17. the driving method of display device as claimed in claim 15, wherein at least one subframe group of a plurality of subframe groups of this frame, all subframes corresponding with the position that belongs to second hyte or the 3rd hyte are luminous, and all subframes corresponding with the position that belongs to first hyte are luminous then.

18. the driving method of display device as claimed in claim 15, wherein at least one subframe group of a plurality of subframe groups of this frame, luminous with at least one subframe of the corresponding a plurality of subframes in position that belong to first hyte and with at least one subframe of the corresponding a plurality of subframes in the position that belongs to second hyte or the 3rd hyte luminous after, luminous with another subframe of the corresponding a plurality of subframes that belong to first hyte.

19. the driving method of display device as claimed in claim 15, wherein at least one subframe group of a plurality of subframe groups of this frame, luminous with at least one subframe of the corresponding a plurality of subframes in position that belong to second hyte or the 3rd hyte and corresponding at least one subframe of a plurality of subframes of high order luminous after, luminous with another subframe of the corresponding a plurality of subframes that belong to second hyte or the 3rd hyte.

20. display device that uses driving method as claimed in claim 15.

21. electronic equipment that uses driving method as claimed in claim 20.

22. the driving method of a display device is used for representing gray shade scale by under the situation of n bit representation gray shade scale by a frame is divided into a plurality of subframes that wherein n is an integer, this method comprises:

Wherein with the corresponding a plurality of subframes in position that belong to first hyte and with the appearance of the corresponding a plurality of subframes in the position that belongs to second hyte between k subframe group of this frame, approximately be identical in proper order,

23. the driving method of display device as claimed in claim 22, wherein at least one subframe group of a plurality of subframe groups of this frame, all subframes corresponding with the position that belongs to first hyte are luminous, and all subframes corresponding with the position that belongs to second hyte or the 3rd hyte are luminous then.

24. the driving method of display device as claimed in claim 22, wherein at least one subframe group of a plurality of subframe groups of this frame, all subframes corresponding with the position that belongs to second hyte or the 3rd hyte are luminous, and all subframes corresponding with the position that belongs to first hyte are luminous then.

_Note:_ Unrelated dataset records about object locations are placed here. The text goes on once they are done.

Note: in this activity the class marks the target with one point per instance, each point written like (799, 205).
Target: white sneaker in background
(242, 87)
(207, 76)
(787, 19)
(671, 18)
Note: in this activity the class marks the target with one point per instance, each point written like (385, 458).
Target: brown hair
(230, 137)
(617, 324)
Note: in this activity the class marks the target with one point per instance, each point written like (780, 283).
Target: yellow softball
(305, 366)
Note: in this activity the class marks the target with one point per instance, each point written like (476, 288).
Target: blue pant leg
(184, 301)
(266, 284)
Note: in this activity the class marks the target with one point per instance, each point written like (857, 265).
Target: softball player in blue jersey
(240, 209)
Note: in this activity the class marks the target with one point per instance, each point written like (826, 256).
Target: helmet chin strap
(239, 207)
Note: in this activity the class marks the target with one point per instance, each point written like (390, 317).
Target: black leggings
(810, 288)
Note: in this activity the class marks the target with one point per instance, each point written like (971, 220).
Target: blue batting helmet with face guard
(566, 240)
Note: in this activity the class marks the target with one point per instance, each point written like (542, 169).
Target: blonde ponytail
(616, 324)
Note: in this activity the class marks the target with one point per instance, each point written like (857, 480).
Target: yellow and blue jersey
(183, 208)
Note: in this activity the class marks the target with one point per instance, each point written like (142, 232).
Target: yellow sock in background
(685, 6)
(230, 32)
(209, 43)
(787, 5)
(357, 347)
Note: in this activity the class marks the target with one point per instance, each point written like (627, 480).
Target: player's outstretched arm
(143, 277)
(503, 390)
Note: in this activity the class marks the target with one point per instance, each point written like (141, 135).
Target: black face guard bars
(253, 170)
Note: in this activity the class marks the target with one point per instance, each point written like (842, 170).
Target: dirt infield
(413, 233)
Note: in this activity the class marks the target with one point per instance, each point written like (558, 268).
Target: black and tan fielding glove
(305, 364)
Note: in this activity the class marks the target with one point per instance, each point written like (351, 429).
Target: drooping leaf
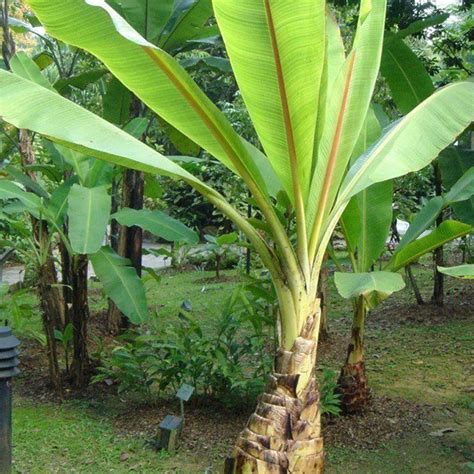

25. the driving method of display device as claimed in claim 22, wherein at least one subframe group of a plurality of subframe groups of this frame, luminous with at least one subframe of the corresponding a plurality of subframes in position that belong to first hyte and with at least one subframe of the corresponding a plurality of subframes in the position that belongs to second hyte or the 3rd hyte luminous after, luminous with another subframe of the corresponding a plurality of subframes that belong to first hyte.

26. the driving method of display device as claimed in claim 22, wherein at least one subframe group of a plurality of subframe groups of this frame, luminous with at least one subframe of the corresponding a plurality of subframes in position that belong to second hyte or the 3rd hyte and corresponding at least one subframe of a plurality of subframes of high order luminous after, luminous with another subframe of the corresponding a plurality of subframes that belong to second hyte or the 3rd hyte.

27. display device that uses driving method as claimed in claim 22.

28. electronic equipment that uses driving method as claimed in claim 27.